È già, sono una malata di calcio anche io. Qui sono a casa no?
Ho 24 anni, vivo nel cuore dell’Italia, in Umbria.
Non vengo da una grande città e forse è proprio per questo che un piccolo rettangolo verde è diventato il mio mondo.
La prima volta che ho messo piede in quel campetto è stato per via di un torneo di calcetto, uno di quei tornei paesani che nessuno guarda, almeno non quelli femminili: era un campo vecchio, il peso degli anni si vedeva, di verde era rimasto poco niente, forse solo l’erba alta che lo circondava.
Quattro grandi fari intorno, una recinzione arrugginita, due porte solitarie che aspettavano li, magari un goal, un pallone, qualcosa che non le facesse sentire poi così sole.

Ero arrivata per prima. Ho camminato un po’ lungo la linea laterale, scorrevo con gli occhi quella linea bianca un po’ sbiadita, come una equilibrista sul filo del rasoio. Non c’erano palloni ancora, però c’era il campo: chissà quante partite, quante urla, quanto sudore su quel sintetico finito, quante storie e quante delusioni avevano avuto quello scenario.
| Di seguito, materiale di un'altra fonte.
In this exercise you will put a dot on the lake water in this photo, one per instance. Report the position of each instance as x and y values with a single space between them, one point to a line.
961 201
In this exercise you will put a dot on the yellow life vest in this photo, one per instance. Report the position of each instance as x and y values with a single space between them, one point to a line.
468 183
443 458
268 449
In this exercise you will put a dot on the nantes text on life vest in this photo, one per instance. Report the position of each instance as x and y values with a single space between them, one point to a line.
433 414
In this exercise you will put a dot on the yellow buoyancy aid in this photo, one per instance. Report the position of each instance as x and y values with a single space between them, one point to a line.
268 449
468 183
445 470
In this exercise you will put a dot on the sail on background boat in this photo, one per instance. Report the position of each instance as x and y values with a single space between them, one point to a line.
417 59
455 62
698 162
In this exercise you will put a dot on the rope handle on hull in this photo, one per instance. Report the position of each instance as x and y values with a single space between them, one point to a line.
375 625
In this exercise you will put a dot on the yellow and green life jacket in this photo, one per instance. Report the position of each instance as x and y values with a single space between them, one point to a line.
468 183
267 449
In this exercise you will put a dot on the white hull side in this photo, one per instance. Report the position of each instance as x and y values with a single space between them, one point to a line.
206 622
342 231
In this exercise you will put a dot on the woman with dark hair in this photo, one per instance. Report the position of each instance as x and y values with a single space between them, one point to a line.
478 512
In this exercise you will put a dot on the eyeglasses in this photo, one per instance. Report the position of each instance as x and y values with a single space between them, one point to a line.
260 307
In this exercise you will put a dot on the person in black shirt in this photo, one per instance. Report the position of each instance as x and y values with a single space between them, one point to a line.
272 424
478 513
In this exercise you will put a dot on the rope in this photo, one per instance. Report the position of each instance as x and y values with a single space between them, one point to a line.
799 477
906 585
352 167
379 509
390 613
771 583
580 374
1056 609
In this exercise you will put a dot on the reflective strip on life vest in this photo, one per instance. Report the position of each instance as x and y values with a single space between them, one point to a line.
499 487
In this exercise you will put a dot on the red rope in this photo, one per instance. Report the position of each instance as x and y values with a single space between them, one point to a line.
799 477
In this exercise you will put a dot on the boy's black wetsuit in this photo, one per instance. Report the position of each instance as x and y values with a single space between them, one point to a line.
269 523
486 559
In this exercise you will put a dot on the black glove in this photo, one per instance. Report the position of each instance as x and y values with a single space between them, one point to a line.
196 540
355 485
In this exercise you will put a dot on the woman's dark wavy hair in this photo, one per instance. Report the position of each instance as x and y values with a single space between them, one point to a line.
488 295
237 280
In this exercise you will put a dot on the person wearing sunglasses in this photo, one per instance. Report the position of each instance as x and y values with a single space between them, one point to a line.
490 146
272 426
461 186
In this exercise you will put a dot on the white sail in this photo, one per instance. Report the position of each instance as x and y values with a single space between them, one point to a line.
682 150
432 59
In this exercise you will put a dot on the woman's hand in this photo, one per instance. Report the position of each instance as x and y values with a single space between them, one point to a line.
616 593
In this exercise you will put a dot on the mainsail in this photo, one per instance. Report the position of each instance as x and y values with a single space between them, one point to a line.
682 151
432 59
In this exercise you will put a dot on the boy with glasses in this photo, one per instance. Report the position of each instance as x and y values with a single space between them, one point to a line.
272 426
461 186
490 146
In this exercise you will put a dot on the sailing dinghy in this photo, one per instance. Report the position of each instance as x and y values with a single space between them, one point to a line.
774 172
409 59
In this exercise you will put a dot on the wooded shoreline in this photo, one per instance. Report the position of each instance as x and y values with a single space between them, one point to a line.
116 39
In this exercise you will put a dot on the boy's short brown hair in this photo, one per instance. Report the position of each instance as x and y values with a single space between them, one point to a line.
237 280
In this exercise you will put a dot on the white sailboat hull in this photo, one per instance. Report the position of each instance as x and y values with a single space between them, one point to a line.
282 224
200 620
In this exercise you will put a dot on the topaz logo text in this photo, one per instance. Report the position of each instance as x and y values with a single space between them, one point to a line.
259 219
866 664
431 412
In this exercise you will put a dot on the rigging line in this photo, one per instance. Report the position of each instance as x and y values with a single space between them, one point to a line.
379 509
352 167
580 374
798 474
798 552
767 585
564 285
Era bello essere lì, pensare un po’, sognare di giocare, perché si, è stato sempre il mio sogno nel cassetto.

Mi avevano trascinato a quella partitella, non avevo mai giocato con una squadra, il massimo era stato cimentarmi in tedesche infinite l’estate in piazza con gli amici o giocare con mio cugino con 40° all’ombra, sull’asfalto.
Non ero una calciatrice, però il pallone mi piaceva, mi era sempre piaciuto.
Dicevano che ci sarebbe stata una squadra femminile quel giorno, abitavo lì vicino ma non ne avevo mai sentito parlare: la figuraccia era dietro l’angolo. Dopotutto però era solo un torneo dei rioni, nessuno avrebbe riso di me.

Iniziamo a giocare, appena tocco il pallone mi sento strana, nemmeno ricordo cosa stessi facendo, però veniva tutto naturale, era tutto spontaneo, come se quel pallone fosse sempre stato lì, tra i miei piedi.
Non so dove andare, nel dubbio mi butto su ogni pallone, con i piedi, con le caviglie, con le ginocchia, cerco di prenderli tutti. Di corsa fino alla porta, poi no, rientro di corsa verso la mi area, recupero un pallone, lo perdo poco dopo. “Corri, corri e basta. Non pensare.” Non ho tempo nemmeno per ragionare. Mi danno il pallone, area di rigore, nemmeno alzo lo sguardo, o la va o la spacca, tiro di piatto, cerco di tenerla bassa, la porta era davanti a me, non la vedevo ma la sentivo, sesto senso? Non lo so. Calcio più forte che posso, poi alzo lo sguardo.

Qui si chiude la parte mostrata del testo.